‘I’ve thought about all this, Dan,’ he said at length, with an air of extreme frankness. ’In fact, I meant to have a talk with you. Of course I can’t speak for my sister, and I don’t know that I can even speak to her about it, but one thing I can say, and that is that she’ll never be encouraged by me to think herself better than her old friends.’ He gave a laugh. ’Why, that ’ud be a good joke for a man in my position! What am I working for, if not to do away with distinctions between capital and labour? You’ll never have my advice to keep away, Do you suppose I shall cry off with Emma Vine just because I’ve and that you know. Why, who am I going to marry myself? got more money than I used to have?’
Daniel’s eye was upon him as he said these words, an eye at once reflective and scrutinising. Richard felt it, and laughed yet more scornfully.
‘I think we know you better than that,’ responded Dabbs. ’But it ain’t quite the same thing, you see. There’s many a man high up has married a poor girl. I don’t know how it is; perhaps because women is softer than men, and takes the polish easier. And then we know very well how it looks when a man as has no money goes after a girl as has a lot. No, no; it won’t do, Dick.’
It was said with the voice of a man who emphasises a negative in the hope of eliciting a stronger argument on the other side. But Richard allowed the negative finality in fact, if not in appearance.
’Well, it’s for your own deciding, Dan. All I have to say is that you don’t stay away with my approval. Understand that.’
He left Daniel idly stirring the dregs of his liquor, and went off to pay another visit. This was to the familiar house in Wilton Square. There was a notice in the window that dress-making and millinery were carried on within.
Mrs. Clay (Emma’s sister Kate) opened to him. She was better dressed than in former days, but still untidy. Emma was out making purchases, but could not be many minutes. In the kitchen the third sister, Jane, was busy with her needle; at Richard’s entrance she rose from her chair with evident feebleness: her illness of the spring had lasted long, and its effects were grave. The poor girl—she closely resembled Emma in gentleness of face, but the lines of her countenance were weaker—now suffered from pronounced heart disease, and the complicated maladies which rheumatic fever so frequently leaves behind it in women.
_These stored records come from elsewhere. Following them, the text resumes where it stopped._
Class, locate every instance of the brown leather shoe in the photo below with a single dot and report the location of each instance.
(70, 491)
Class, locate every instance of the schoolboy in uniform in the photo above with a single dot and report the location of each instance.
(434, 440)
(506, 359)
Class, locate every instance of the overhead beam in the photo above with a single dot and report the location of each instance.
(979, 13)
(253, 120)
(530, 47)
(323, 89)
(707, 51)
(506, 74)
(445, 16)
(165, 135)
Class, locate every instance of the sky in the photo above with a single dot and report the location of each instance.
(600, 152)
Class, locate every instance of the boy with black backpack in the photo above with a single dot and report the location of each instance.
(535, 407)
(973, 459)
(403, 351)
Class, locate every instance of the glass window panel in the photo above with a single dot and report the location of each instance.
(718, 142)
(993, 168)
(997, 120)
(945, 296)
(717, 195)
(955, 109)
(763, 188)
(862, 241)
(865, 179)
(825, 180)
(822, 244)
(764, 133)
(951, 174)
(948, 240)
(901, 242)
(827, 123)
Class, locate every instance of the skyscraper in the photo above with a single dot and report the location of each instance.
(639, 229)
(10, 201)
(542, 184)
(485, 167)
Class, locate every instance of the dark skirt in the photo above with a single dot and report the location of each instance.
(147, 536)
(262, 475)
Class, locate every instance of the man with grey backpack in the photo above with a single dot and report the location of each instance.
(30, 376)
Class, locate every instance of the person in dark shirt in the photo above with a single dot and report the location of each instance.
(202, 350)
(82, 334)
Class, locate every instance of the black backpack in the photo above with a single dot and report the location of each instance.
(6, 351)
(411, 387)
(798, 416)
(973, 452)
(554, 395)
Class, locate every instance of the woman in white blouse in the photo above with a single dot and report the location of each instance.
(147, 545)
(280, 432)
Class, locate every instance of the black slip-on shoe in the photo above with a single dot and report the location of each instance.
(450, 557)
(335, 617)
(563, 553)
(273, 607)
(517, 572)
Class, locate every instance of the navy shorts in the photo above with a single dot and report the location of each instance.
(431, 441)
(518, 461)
She brightened at sight of the visitor, and her eyes continued to rest on his face with quiet satisfaction.
One of Kate’s children was playing on the floor. The mother caught it up irritably, and began lamenting the necessity of washing its dirty little hands and face before packing it off to bed. In a minute or two she went up stairs to discharge these duties. Between her and Richard there was never much exchange of words.
‘How are you feeling, Jane?’ Mutimer inquired, taking a seat opposite her.